Thursday 🇵🇸 Reflections

Reflections on Day 167 of Genocide

This week, I finished reading Decolonizing Palestine, The Land, The People, The Bible by Mitri Raheb. Raheb is a Palestinian Luteran Pastor and Theologian based in Bethlehem in the Occupied West Bank. The book aims to challenge christians who naively use “language and theological ideas that support current israeli settler colonialism, causing great harm to the people of Palestine.” (IX)

The book is a challenging and enlightening read, not only to evangelical audiences but also mainstream liberal “christian zionist” ideology as exemplified by theologians like Walter Bruggemann.

In order to understand the current phase of genocide, we have to understand roots of the Iraeli Settler project. One key root is imperial land theology which justified settler colonialism here in the United States as well as in Palestine. (here is a quick video on why we should talk about “settler colonialism” instead of “westward expansion” to describe the United States).

Settler Colonial land theology served as the justification of the seizure of the majority of Palestinian lands in 1948. And today, 80% of Palestinians in Gaza are the direct descendants of those expelled in The _Nakba _(catastrophe).

Raheb deconstructs these zionist theologies and puts forward a decolonial Palestinian theology with the hermeneutical keys of land and people. Attached are my notes on his arguments in chapter four disturbing colonial theologies of election through the hermeneutical key of the people.

As a child and youth at Redeemer, I was taught the entire bible through the church school curriculum which included an emphasis on election or being part of a chosen people and belonging to God. Raheb challenges me, and my work in youth ministry, to ensure that we do not teach election as “history of salvation” (127) or “continuous act of selection” (124) which has served as a pretext for religious supremacy and land theft. Instead we must also analyze the sociopolitical and cultural manifestations of election theology both in the biblical times and present day (127). In this way, election becomes a statement of faith and a sign of hope for colonized peoples. (for more see chapter 4 notes attached or read the book)

As my stomach sits empty, I am reminded of the people in Gaza who are being starved by the genocidal Israeli government who is being aided and abetted by the United States. According to the latest IPC report; “virtually all households now skip meals every day in Gaza” and “In [nearly ⅔ of the households of] the northern governorates, people went entire days and nights without eating at least 10 times in the last 30 days.” (United Nations) Furthemore, as stated in the attached prayer, when people do go to get food they are shot and killed daily by the Israeli military. When they take shelter in hospitals the Israeli military lays seige with American weapons.

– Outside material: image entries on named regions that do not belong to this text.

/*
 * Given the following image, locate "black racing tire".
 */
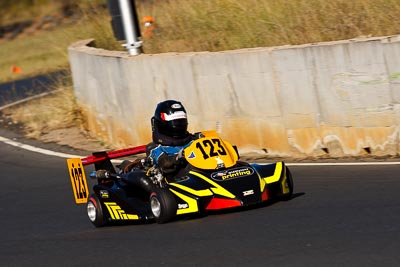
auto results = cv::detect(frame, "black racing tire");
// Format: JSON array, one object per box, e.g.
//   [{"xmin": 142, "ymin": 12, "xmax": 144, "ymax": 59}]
[
  {"xmin": 87, "ymin": 194, "xmax": 107, "ymax": 227},
  {"xmin": 150, "ymin": 188, "xmax": 178, "ymax": 223},
  {"xmin": 281, "ymin": 167, "xmax": 294, "ymax": 200}
]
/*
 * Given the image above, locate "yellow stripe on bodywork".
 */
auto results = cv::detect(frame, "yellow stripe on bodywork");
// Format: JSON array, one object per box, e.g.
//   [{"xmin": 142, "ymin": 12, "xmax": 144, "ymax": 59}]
[
  {"xmin": 264, "ymin": 162, "xmax": 283, "ymax": 184},
  {"xmin": 169, "ymin": 189, "xmax": 199, "ymax": 215},
  {"xmin": 170, "ymin": 183, "xmax": 212, "ymax": 197},
  {"xmin": 189, "ymin": 171, "xmax": 235, "ymax": 198},
  {"xmin": 258, "ymin": 174, "xmax": 267, "ymax": 192}
]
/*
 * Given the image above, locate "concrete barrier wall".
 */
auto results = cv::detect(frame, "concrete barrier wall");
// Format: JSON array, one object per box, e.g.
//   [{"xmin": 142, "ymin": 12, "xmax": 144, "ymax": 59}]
[{"xmin": 69, "ymin": 36, "xmax": 400, "ymax": 157}]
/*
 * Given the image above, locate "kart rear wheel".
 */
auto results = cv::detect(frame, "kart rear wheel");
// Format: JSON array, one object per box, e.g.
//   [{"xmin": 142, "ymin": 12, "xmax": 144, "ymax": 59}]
[
  {"xmin": 281, "ymin": 167, "xmax": 293, "ymax": 200},
  {"xmin": 150, "ymin": 188, "xmax": 178, "ymax": 223},
  {"xmin": 87, "ymin": 194, "xmax": 107, "ymax": 227}
]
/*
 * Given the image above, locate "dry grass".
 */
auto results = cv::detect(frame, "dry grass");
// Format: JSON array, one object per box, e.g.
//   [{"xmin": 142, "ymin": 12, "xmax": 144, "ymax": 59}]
[
  {"xmin": 140, "ymin": 0, "xmax": 400, "ymax": 53},
  {"xmin": 0, "ymin": 0, "xmax": 400, "ymax": 144},
  {"xmin": 5, "ymin": 74, "xmax": 82, "ymax": 138}
]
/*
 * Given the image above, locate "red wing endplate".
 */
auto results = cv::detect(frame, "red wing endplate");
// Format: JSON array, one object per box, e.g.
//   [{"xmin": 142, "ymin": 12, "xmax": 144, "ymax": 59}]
[
  {"xmin": 67, "ymin": 145, "xmax": 146, "ymax": 204},
  {"xmin": 82, "ymin": 145, "xmax": 146, "ymax": 165}
]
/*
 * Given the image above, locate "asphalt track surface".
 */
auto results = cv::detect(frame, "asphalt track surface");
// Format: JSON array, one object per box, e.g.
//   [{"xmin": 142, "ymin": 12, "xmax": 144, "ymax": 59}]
[{"xmin": 0, "ymin": 126, "xmax": 400, "ymax": 266}]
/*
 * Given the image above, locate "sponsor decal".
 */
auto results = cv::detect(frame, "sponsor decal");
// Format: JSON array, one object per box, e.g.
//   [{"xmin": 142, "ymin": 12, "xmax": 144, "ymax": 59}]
[
  {"xmin": 161, "ymin": 111, "xmax": 186, "ymax": 121},
  {"xmin": 243, "ymin": 189, "xmax": 254, "ymax": 197},
  {"xmin": 188, "ymin": 151, "xmax": 196, "ymax": 159},
  {"xmin": 100, "ymin": 190, "xmax": 110, "ymax": 198},
  {"xmin": 104, "ymin": 202, "xmax": 139, "ymax": 220},
  {"xmin": 211, "ymin": 167, "xmax": 254, "ymax": 181},
  {"xmin": 215, "ymin": 157, "xmax": 225, "ymax": 169}
]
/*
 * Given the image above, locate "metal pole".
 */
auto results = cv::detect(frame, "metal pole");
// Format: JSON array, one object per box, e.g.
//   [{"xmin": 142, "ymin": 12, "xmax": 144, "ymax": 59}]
[{"xmin": 118, "ymin": 0, "xmax": 142, "ymax": 56}]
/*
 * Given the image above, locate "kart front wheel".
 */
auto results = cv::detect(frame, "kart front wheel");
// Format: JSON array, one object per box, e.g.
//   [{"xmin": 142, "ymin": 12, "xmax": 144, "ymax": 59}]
[
  {"xmin": 87, "ymin": 194, "xmax": 107, "ymax": 227},
  {"xmin": 150, "ymin": 188, "xmax": 178, "ymax": 223}
]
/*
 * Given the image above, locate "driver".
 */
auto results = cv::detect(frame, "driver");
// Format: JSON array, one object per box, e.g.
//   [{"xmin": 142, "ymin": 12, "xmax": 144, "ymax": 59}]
[{"xmin": 147, "ymin": 100, "xmax": 200, "ymax": 174}]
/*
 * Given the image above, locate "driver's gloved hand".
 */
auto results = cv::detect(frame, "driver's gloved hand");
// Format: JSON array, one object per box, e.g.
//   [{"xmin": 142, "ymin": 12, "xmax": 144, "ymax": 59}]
[{"xmin": 158, "ymin": 154, "xmax": 179, "ymax": 173}]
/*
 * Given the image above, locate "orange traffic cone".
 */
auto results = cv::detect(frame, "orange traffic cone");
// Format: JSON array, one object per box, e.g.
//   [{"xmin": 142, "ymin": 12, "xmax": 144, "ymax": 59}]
[{"xmin": 11, "ymin": 66, "xmax": 22, "ymax": 73}]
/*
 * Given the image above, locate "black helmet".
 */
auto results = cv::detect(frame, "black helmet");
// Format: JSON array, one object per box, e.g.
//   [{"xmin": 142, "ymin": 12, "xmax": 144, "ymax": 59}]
[{"xmin": 151, "ymin": 100, "xmax": 188, "ymax": 138}]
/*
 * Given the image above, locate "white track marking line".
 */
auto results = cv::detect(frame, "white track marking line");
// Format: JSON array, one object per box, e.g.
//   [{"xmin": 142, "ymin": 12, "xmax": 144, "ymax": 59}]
[
  {"xmin": 0, "ymin": 136, "xmax": 400, "ymax": 166},
  {"xmin": 0, "ymin": 136, "xmax": 82, "ymax": 158},
  {"xmin": 285, "ymin": 161, "xmax": 400, "ymax": 166}
]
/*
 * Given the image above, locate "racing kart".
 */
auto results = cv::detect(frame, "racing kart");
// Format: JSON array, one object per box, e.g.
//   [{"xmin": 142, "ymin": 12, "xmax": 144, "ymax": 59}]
[{"xmin": 67, "ymin": 131, "xmax": 293, "ymax": 227}]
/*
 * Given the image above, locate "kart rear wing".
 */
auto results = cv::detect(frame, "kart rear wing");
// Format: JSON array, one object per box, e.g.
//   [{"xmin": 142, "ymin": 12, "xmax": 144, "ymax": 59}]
[
  {"xmin": 67, "ymin": 145, "xmax": 146, "ymax": 204},
  {"xmin": 81, "ymin": 145, "xmax": 146, "ymax": 166}
]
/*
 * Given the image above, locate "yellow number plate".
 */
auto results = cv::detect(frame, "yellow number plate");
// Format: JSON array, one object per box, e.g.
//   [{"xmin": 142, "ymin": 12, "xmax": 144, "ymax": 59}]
[
  {"xmin": 67, "ymin": 158, "xmax": 89, "ymax": 204},
  {"xmin": 185, "ymin": 136, "xmax": 238, "ymax": 169}
]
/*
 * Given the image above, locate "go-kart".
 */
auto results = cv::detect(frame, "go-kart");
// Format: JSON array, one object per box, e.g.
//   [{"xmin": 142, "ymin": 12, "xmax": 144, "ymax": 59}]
[{"xmin": 67, "ymin": 131, "xmax": 293, "ymax": 227}]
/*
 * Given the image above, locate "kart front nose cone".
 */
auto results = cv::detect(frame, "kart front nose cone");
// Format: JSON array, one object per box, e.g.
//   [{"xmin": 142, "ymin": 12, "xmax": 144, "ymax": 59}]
[
  {"xmin": 87, "ymin": 201, "xmax": 96, "ymax": 222},
  {"xmin": 150, "ymin": 197, "xmax": 161, "ymax": 217}
]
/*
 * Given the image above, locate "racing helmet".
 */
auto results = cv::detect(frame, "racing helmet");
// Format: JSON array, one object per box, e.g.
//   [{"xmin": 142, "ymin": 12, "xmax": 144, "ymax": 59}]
[{"xmin": 151, "ymin": 100, "xmax": 188, "ymax": 138}]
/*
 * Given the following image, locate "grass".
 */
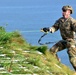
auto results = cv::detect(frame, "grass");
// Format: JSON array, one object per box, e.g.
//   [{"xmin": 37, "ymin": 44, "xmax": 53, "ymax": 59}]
[{"xmin": 0, "ymin": 27, "xmax": 75, "ymax": 75}]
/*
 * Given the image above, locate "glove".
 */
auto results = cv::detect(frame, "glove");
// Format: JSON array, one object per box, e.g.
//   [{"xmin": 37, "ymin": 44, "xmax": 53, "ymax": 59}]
[{"xmin": 41, "ymin": 27, "xmax": 49, "ymax": 32}]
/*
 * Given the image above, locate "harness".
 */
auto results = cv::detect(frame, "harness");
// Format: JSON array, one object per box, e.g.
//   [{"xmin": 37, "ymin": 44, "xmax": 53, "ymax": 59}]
[{"xmin": 38, "ymin": 32, "xmax": 56, "ymax": 45}]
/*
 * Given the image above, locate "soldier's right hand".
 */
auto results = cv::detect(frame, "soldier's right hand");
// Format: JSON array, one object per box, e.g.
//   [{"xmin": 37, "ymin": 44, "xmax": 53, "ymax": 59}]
[{"xmin": 41, "ymin": 27, "xmax": 50, "ymax": 32}]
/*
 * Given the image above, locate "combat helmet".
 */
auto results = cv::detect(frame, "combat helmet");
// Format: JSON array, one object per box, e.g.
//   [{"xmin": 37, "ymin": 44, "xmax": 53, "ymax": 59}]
[{"xmin": 62, "ymin": 5, "xmax": 73, "ymax": 14}]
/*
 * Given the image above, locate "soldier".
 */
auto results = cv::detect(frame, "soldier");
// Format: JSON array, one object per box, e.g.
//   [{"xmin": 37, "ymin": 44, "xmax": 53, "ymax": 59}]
[{"xmin": 42, "ymin": 5, "xmax": 76, "ymax": 71}]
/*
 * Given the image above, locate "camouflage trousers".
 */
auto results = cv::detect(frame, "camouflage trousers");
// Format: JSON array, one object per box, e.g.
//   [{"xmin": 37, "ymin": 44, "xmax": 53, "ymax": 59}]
[{"xmin": 50, "ymin": 39, "xmax": 76, "ymax": 71}]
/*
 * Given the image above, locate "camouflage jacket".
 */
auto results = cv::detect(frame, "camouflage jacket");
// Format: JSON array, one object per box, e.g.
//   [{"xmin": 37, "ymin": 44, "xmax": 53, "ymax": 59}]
[{"xmin": 50, "ymin": 17, "xmax": 76, "ymax": 40}]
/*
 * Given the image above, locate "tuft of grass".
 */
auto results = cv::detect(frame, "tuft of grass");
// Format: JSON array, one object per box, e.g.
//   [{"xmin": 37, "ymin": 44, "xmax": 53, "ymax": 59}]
[{"xmin": 0, "ymin": 27, "xmax": 74, "ymax": 75}]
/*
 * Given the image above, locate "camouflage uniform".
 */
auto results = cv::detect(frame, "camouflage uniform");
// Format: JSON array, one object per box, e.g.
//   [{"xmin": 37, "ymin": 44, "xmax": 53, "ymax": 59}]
[{"xmin": 50, "ymin": 17, "xmax": 76, "ymax": 70}]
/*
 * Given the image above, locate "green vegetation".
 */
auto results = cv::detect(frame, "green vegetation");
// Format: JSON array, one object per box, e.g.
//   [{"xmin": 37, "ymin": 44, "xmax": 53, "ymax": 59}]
[{"xmin": 0, "ymin": 27, "xmax": 75, "ymax": 75}]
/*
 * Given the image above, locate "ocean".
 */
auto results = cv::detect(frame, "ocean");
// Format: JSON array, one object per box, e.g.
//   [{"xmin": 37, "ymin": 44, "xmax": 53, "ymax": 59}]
[{"xmin": 0, "ymin": 0, "xmax": 76, "ymax": 69}]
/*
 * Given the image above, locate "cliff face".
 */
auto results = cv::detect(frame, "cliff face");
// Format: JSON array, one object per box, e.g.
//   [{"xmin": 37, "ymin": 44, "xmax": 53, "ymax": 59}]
[{"xmin": 0, "ymin": 27, "xmax": 75, "ymax": 75}]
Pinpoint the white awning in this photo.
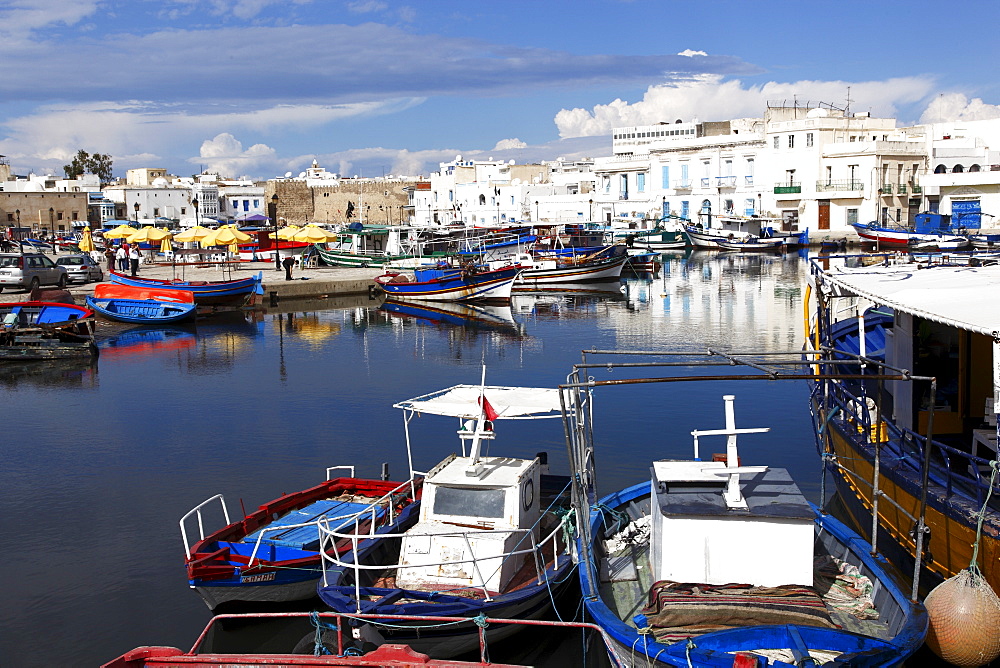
[823,264,1000,337]
[393,385,562,420]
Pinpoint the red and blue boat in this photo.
[180,466,421,610]
[375,264,522,302]
[109,271,264,304]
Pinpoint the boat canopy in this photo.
[393,385,562,420]
[823,263,1000,337]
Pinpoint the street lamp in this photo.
[268,193,281,271]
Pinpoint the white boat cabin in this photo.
[650,396,814,587]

This cannot continue. In the struggle against apartheid in South Africa (another settler state cloaked in christian theology) it took international solidarity via boycotts and sanctions to force change. I am grateful for the courageous students at Stanford who are trying to get a motion passed in our student government to divest from genocide. I am also grateful to the people of Haward who have divested 1.6 million from their city funds from companies complicit in Israel’s settler state. On Saturday, I am planning to join the Interfaith Gaza Ceasefire Pilgrimage for leg 3. The other day someone asked me “do you think these protests actually matter?” This morning the Secretary of State of the US called for an immediate and sustained ceasefire, a position unthinkable a couple months ago. This is only made possible by the missions who have taken the streets, filled their politicians email and phone inboxes, and shut things down to force our government to act. If we are to be the hands and feet of Jesus, we must continue to act until the refugees are allowed to return and the border walls, theology, police and barriers of the apartheid regime fall.